After all, the 63-year-old had his own violent crime group in the Big Apple — the Purple Gang.
Why should he?
According to the New York Daily News, Meldish and co. were freelance killers for the Lucchese, Genovese and Bonanno crime families.
His Purple Gang controlled the drug rackets in Harlem and the Bronx and ruled them with murder.
Cops suspected Meldish’s baby brother Joe, 56, iced at least 70 men in contract killings. He’s doing a 25 spot for a 1999 homicide.
Despite those tight ties to the mob, Meldish refused to pay his $100,000 debt to then acting Lucchese boss Matthew Madonna, 84.
He reportedly told the elderly crime boss: “F— off!”
“Not repaying a boss is a dangerous game,” Assistant U.S. Attorney Celia Cohen said. “Michael Meldish is dead because of these four men.”
The boss wanted Meldish taken off the board.
On Nov. 15, 2013, cops found Meldish dead in his car in Throg’s Neck. A bullet had been parked in his skull.
One witness told the court: “‘When I saw him up close he didn’t look drunk, he looked dead.”
Legendary NYPD mob detective Joe Coffey wasn’t going to be paying his respects to Meldish.
“Michael was a stone-cold killer,” Coffey told the News in 2013. “It should have happened a long time ago. I call it vermin killing vermin — poetic justice.”
On Friday, Madonna, Steven “Wonder Boy” Crea, Christopher Londonio and Terrence Caldwell were convicted in federal court of carrying out the Meldish hit.
The News reported that “Wonder Boy,” his underboss, helped Madonna come to the execution order.
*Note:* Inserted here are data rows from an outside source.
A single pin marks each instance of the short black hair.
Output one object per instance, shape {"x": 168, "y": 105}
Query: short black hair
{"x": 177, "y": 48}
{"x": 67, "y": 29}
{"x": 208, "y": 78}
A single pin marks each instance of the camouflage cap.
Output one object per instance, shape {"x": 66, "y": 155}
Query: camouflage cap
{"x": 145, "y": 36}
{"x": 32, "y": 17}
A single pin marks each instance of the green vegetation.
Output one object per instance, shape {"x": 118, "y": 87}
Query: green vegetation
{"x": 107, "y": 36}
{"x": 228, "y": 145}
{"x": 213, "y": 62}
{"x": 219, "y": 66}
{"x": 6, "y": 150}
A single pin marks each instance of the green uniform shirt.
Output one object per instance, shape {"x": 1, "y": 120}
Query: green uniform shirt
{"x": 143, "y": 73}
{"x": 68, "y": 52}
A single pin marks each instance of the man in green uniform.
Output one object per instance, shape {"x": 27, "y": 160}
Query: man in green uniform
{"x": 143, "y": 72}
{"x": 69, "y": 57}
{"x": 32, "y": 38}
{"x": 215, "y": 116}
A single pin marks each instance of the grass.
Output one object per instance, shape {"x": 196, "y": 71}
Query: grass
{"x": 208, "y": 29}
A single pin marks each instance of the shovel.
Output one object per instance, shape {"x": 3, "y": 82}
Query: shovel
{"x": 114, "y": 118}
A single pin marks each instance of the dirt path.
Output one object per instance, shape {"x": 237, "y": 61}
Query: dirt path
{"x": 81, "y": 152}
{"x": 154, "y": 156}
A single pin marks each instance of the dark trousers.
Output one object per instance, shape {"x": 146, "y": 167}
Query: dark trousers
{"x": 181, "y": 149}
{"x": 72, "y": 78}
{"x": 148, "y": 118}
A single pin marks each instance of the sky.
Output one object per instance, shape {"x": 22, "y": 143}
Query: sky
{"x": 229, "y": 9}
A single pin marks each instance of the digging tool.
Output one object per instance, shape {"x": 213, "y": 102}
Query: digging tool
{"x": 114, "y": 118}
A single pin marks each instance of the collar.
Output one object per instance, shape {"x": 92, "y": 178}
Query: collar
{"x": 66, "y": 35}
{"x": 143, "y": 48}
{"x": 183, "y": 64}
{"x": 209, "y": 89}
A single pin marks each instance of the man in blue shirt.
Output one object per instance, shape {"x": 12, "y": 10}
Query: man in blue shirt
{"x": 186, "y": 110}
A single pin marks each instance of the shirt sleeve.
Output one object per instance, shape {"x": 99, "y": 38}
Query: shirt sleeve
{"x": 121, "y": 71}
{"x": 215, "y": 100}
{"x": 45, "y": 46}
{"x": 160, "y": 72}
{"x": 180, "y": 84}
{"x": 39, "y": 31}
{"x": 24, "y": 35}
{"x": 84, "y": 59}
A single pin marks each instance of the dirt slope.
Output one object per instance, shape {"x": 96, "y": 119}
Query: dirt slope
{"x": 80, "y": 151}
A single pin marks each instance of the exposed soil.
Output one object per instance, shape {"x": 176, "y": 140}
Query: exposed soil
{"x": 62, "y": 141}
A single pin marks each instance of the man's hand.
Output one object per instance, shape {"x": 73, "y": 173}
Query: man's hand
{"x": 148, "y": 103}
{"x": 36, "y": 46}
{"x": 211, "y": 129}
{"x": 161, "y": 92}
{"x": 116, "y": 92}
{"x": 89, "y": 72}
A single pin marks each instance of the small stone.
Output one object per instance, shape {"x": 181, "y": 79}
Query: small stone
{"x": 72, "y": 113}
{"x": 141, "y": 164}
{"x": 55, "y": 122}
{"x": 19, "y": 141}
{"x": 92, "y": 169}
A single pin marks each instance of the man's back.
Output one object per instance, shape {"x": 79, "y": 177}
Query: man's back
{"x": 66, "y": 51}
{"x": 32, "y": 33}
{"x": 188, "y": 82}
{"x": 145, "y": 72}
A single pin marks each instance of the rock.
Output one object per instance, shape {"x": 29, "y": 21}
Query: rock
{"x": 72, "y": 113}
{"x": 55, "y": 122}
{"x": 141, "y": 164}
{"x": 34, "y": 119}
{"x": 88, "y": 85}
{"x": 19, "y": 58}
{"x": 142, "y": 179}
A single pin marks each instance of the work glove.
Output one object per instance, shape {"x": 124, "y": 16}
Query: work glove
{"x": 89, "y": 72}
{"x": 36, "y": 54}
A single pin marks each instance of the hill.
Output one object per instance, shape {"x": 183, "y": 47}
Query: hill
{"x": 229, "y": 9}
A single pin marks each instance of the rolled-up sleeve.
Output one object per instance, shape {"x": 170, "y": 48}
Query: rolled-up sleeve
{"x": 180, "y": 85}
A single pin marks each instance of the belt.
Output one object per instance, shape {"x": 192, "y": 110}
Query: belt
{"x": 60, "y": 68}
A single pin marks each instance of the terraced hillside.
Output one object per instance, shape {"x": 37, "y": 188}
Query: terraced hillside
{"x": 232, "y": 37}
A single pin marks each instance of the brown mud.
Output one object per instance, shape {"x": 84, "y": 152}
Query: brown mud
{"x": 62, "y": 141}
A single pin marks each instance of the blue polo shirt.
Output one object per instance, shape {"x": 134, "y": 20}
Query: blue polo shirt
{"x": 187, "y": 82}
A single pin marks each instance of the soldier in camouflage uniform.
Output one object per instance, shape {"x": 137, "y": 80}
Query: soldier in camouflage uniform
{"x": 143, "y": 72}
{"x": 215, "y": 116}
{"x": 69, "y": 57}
And the call went down the pipeline.
Court heard that Meldish’s buddy, Londonio, set the gangster up for death and mob associate Caldwell was the triggerman. London drove the getaway car.
“The violent and disturbing acts of these four organized crime figures included the brutal murder of associate Michael Meldish. Fittingly, all four defendants have been found guilty of their heinous acts of fraud, extortion, and murder on the six-year anniversary of Meldish’s death,” Manhattan U.S. Attorney Geoffrey Berman said.
The four gangsters face spending the rest of their lives in prison for killing in aid of racketeering.
Londonio — at 350 lbs — bizarrely tried to escape from jail and went on a crash diet to slip through the bars.
It’s going to be a tougher squeeze now for the corpulent criminal.